Dear  Michael Love:

I used fpkm(dds) form DESeq2 R package to calculate fpkm , the progress did not show any error.

The I summed all gene's fpkm value belong to 1 sample, and the sum is 400003.3, which is far from 1000000, I just want to check if i made some mistake during the calculation.

Here is the comand line I used ：

raw_count<-read.csv(file.choose(),header = T,row.names = 1)# input raw_count
head(raw_count) # check

condition <- factor(c('A','A','A','B','B','B'))# treatment

dds <- DESeqDataSetFromMatrix(raw_count, DataFrame(condition), ~ condition)# dds
nrow(dds)# check

G_range<-read.csv(file.choose(),header = T,row.names = 1)# Grangelist were obtained form gff3 file, just like the table showed below.
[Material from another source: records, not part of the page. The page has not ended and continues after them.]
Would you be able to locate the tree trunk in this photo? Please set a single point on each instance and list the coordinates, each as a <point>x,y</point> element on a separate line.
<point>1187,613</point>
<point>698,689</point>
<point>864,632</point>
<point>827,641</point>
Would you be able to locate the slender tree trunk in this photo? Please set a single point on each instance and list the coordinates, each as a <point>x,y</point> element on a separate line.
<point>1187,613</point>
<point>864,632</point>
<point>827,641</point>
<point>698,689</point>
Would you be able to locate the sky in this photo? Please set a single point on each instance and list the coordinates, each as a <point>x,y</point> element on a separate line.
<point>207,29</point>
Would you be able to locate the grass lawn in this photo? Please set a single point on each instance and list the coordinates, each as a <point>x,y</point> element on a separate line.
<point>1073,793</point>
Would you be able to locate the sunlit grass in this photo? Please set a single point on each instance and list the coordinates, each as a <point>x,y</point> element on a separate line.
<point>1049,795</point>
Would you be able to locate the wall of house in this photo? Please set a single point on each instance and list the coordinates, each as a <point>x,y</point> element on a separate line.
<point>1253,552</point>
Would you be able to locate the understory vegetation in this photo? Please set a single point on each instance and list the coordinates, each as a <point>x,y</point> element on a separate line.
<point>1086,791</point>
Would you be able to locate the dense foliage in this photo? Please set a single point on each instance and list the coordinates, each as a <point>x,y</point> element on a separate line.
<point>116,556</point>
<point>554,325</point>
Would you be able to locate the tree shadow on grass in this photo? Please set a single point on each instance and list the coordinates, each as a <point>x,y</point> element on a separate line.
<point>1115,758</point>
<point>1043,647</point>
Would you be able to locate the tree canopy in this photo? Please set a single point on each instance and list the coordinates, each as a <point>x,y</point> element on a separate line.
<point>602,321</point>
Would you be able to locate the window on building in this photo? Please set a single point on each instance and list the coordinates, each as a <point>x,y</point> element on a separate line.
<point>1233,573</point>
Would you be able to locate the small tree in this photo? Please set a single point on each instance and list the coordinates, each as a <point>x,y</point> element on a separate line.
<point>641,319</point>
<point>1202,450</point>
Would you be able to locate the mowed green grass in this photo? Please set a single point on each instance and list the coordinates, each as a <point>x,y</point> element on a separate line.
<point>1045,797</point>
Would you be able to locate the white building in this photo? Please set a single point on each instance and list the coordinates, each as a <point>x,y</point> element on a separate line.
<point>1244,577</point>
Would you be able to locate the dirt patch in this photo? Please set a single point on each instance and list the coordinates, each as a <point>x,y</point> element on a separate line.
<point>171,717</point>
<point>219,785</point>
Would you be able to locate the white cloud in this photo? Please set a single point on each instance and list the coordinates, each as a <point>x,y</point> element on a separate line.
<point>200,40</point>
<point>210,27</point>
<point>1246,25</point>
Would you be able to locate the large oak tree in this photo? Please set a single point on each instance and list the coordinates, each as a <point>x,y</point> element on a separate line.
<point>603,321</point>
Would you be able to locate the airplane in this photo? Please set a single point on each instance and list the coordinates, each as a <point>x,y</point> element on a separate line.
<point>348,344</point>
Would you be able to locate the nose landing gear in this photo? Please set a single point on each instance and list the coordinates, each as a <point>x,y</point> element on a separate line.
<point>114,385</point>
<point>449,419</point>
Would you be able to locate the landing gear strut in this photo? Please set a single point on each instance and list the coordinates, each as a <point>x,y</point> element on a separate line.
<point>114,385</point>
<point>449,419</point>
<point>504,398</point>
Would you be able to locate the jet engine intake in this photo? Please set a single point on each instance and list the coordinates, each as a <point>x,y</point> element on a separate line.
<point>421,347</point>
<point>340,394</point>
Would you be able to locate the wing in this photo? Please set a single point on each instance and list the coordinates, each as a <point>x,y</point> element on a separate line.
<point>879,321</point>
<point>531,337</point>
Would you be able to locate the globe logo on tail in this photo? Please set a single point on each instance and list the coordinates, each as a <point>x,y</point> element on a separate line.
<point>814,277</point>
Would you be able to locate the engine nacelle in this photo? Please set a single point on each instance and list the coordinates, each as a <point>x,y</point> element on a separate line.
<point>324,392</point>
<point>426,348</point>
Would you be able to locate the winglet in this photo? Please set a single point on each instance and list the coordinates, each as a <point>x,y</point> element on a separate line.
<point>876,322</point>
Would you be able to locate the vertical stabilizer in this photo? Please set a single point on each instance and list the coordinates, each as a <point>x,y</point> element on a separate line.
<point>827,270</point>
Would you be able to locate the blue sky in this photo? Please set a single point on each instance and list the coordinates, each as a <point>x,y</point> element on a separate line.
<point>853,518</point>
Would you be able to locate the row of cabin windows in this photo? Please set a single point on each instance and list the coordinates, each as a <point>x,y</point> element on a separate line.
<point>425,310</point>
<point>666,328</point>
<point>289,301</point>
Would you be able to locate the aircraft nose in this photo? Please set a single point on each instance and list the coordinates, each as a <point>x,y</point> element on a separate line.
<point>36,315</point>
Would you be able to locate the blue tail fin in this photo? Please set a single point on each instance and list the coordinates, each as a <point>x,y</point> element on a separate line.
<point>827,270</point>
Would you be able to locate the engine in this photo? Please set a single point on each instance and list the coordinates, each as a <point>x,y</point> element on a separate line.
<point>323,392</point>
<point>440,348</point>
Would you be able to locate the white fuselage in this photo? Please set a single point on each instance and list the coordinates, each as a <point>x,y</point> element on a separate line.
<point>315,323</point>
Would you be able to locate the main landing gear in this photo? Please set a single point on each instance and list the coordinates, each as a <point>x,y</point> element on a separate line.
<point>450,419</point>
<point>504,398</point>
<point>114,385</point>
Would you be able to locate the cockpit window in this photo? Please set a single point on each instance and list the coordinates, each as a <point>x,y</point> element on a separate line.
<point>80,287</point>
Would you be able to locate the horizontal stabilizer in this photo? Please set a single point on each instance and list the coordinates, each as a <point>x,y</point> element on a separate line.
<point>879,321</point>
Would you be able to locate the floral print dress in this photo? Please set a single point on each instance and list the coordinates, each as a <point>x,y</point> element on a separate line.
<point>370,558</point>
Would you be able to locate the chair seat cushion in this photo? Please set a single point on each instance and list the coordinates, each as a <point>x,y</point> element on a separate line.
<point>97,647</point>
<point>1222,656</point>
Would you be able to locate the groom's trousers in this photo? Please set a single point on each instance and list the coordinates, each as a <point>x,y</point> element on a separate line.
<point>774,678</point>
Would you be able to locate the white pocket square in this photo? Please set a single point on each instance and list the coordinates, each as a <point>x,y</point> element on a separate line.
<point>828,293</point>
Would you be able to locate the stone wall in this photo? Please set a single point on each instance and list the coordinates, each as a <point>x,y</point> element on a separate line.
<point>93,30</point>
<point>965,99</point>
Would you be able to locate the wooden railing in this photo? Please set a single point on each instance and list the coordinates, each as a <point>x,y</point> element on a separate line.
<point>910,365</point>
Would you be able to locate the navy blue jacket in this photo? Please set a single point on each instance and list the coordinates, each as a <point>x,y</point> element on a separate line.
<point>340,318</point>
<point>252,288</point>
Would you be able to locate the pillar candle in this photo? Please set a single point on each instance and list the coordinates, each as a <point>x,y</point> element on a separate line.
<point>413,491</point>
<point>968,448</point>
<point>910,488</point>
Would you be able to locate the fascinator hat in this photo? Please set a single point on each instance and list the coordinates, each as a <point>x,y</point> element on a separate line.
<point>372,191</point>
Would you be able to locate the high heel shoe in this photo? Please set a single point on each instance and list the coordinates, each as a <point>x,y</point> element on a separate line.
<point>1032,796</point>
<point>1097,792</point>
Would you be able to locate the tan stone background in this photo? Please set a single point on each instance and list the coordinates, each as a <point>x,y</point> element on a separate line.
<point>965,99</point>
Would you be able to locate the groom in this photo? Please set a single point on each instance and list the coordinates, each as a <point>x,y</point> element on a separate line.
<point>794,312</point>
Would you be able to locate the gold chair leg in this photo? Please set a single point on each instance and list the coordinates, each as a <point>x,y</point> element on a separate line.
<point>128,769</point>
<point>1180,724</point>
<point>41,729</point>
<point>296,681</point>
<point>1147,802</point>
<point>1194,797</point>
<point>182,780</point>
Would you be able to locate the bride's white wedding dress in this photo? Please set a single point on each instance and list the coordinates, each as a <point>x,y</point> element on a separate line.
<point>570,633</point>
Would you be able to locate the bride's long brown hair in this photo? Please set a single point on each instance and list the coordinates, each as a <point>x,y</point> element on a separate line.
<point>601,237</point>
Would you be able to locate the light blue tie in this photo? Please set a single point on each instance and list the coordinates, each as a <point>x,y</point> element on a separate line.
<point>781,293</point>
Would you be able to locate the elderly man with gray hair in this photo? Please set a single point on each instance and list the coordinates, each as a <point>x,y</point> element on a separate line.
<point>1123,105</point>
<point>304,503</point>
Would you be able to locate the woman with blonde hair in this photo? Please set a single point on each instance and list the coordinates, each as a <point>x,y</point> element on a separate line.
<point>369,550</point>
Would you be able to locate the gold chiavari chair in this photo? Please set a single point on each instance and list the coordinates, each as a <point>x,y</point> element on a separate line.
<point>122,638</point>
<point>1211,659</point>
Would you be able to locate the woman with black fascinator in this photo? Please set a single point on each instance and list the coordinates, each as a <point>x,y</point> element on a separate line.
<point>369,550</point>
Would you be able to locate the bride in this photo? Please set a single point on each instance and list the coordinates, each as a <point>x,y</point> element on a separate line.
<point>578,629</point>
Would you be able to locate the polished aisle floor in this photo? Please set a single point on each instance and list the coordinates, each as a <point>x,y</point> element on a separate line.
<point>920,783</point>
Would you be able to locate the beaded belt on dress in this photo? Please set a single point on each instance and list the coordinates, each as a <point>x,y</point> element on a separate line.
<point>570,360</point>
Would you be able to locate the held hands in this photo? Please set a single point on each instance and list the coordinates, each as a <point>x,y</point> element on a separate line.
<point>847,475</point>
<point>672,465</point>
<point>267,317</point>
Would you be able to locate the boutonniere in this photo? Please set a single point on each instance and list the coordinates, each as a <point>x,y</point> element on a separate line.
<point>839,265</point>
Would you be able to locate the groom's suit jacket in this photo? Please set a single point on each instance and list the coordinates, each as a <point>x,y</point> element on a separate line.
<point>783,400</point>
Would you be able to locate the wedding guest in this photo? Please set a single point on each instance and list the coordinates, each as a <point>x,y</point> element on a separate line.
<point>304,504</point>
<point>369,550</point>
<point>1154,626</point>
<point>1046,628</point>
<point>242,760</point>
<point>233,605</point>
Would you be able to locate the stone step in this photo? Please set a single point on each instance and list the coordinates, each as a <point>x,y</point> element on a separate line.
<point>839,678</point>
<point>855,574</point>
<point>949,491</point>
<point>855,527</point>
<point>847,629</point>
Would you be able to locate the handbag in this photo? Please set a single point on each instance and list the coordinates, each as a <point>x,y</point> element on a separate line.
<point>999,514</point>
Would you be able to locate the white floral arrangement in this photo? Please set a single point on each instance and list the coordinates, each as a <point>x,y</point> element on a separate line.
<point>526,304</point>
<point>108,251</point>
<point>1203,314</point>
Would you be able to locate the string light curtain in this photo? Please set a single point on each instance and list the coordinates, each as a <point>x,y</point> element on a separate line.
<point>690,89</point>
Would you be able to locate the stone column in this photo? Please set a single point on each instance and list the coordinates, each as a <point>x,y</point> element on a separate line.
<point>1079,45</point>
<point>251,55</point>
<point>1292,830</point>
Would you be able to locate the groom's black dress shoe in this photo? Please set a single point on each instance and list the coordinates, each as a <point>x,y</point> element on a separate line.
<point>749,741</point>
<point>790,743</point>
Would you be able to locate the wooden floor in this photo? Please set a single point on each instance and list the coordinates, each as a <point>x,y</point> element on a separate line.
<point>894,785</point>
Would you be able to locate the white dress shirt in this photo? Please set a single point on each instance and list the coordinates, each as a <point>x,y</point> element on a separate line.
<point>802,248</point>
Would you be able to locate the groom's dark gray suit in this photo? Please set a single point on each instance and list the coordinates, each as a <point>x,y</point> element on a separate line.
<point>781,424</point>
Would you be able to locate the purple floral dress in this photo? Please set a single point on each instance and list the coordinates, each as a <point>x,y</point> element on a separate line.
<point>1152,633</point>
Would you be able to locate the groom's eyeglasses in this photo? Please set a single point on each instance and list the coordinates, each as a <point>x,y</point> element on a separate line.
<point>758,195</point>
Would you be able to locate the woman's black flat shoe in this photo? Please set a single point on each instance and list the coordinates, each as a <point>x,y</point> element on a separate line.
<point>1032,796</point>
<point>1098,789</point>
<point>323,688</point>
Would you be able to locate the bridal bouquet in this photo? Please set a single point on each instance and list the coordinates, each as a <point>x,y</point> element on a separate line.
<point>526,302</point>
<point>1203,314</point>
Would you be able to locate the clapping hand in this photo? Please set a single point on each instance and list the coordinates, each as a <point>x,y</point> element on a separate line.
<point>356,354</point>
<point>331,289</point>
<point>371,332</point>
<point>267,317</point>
G_range_list<-makeGRangesFromDataFrame(G_range)# get list
rowRanges(dds) <- G_range_list

#Cal fpkm
fkpm_deseq2_dds<-DESeq(dds)
fpkm(fkpm_deseq2_dds)
head(fpkm(dds))# check 

write.csv(fpkm(fkpm_deseq2_dds),'G:/fpkm.csv')#output FPKM

FPKM don’t sum to 1,000,000, the standard TPM and CPM/FPM do. But also we have a robust version of normalization such that even our “FPM” don’t sum to 1,000,000 (it is controlled by an argument which you can turn off, see the help). This makes them robust for comparison across samples for cases such as: one highly expressed gene changes its level across sample but none others do. Robust normalization can handle this while strict compositional measures will induce changes to all genes. You may want one or the other so we have an argument that controls it.